Planning Board member John LaValle called the lack of information provided by Zajac and the applicant’s apparent offer to extend the shot clock from July 4 to July 9 “a slap in the face” to the board.

“They had no intention of showing up here before July 9 and therefore, just let the shot clock run out and get what they want,” LaValle said. “Well in that case, they have left us no alternative. This is called a denial.”


Opposition to 5g technology motivated many opponents to the proposal, though possible ill health effects isn’t an allowable reason to defeat a cell tower modification. (Photo by Nick Henderson)


No longer an eligible facility

“There’s a question before us that’s relevant in any case involving an eligible facilities request, of whether the proposed changes to the equipment on the tower would impact negatively the concealment elements so as to defeat their function as a camouflaging presence,” Lipkind said.

“I believe the applicable standard is whether the changes in the transmission equipment will render ineffective the concealment elements of the tower.”

Opponents to 5G technology raised alarm bells when they discovered the application contained a brochure touting the advantages of the new wireless technology. 

The new 5G technology can provide faster internet speeds and higher bandwidth, but opponents claim the frequencies used can cause ill health effects.

FCC regulations prohibit communities from denying cell tower construction or modification based on health effects, but it can deny the application if it violates local zoning.

Steve Romine, a 5G opponent, arranged for telecommunications litigator Andrew Campanelli to speak to the Town Board, where he pointed out the enormous size relative to current antennas and that such equipment would likely pose visual impact problems.


Minimal impact integral to tower design

The Planning Board determined the proposed antennas defeat measures that are part of the tower design, which is a monopole made to look like a pine tree, often referred to as a monopine.


Artificial branches and pine boughs throughout the tower and extending 13 feet above the 140-foot monopole are intended to help it blend in with natural surroundings.

This was so important for officials that the town in 2007 modified its original 2004 agreement with JNS enterprises and dropped the traditional three-legged lattice tower design in favor of the “monopine.” In exchange for the expense of the design change, the town agreed to forgo its share of lease payments for five years. 

“The town, by giving up its lease rentals for five years, gave up almost $100,000 in revenue.

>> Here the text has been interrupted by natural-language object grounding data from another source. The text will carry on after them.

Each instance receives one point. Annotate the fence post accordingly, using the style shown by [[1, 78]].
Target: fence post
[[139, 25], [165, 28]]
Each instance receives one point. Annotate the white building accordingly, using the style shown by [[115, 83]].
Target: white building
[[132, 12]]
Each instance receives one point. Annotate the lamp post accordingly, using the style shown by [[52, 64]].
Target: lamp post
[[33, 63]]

And that was a considerable amount of money in order to have it concealed. And to defeat that concealment, it’s a major issue,” Planning Board member John LaValle said.

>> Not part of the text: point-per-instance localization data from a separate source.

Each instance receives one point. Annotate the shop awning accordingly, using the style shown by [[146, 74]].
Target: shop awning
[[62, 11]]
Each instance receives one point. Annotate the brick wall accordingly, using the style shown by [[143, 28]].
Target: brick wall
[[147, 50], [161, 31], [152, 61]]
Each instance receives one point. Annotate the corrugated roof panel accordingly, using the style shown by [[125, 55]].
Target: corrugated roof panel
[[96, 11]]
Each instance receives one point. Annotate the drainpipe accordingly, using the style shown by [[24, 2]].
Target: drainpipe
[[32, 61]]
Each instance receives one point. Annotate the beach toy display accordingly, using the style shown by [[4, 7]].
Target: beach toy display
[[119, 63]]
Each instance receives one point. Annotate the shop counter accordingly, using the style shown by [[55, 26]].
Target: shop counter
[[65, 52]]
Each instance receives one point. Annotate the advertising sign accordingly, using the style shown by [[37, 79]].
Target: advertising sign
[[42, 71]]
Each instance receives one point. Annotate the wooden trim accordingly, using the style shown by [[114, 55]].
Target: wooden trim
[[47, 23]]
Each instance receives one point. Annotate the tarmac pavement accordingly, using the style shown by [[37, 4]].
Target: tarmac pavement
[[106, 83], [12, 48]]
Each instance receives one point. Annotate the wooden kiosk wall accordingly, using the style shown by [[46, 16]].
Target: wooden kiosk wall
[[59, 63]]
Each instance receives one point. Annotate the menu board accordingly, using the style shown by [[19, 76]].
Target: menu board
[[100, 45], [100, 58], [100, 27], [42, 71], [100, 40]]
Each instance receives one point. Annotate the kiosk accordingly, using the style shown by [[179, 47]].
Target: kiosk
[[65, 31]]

Lipkind particularly took issue with photo simulations included in the application and criticized their perspective.

He said they are created at too close an angle to the tower to show what the new antennas will look like from a distance.

“And so, from my perspective, that part of the application provides no meaningful information to assist us in evaluating the impact of the new array. I don’t see that it would give us any evidentiary value,” Lipkind said.

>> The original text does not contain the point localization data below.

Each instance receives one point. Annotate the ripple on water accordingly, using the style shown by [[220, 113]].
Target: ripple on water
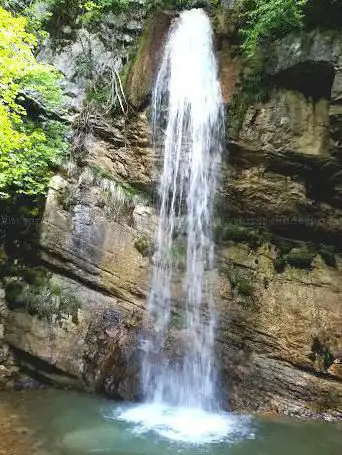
[[190, 425]]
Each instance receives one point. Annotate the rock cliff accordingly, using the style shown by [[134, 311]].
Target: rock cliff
[[278, 225]]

Planning Board member Judith Kerman agreed with Lipkind’s assessment.

“It looks more cluttered, but it’s basically a silhouette,” she said. 

“But that does not tell us what it’s going to look like and it is from a pretty close perspective/ It doesn’t provide any real information.”

Councilwoman Laura Ricci said the Town Board is in full support of the Planning Board’s decision. 

“You really got it covered very well. And I want to say I’m very impressed, Stuart (Lipkind), with your work of pulling this all together, building the story, because you had kind of a short period of time to do it. And you did a beautiful, thorough, compelling job.”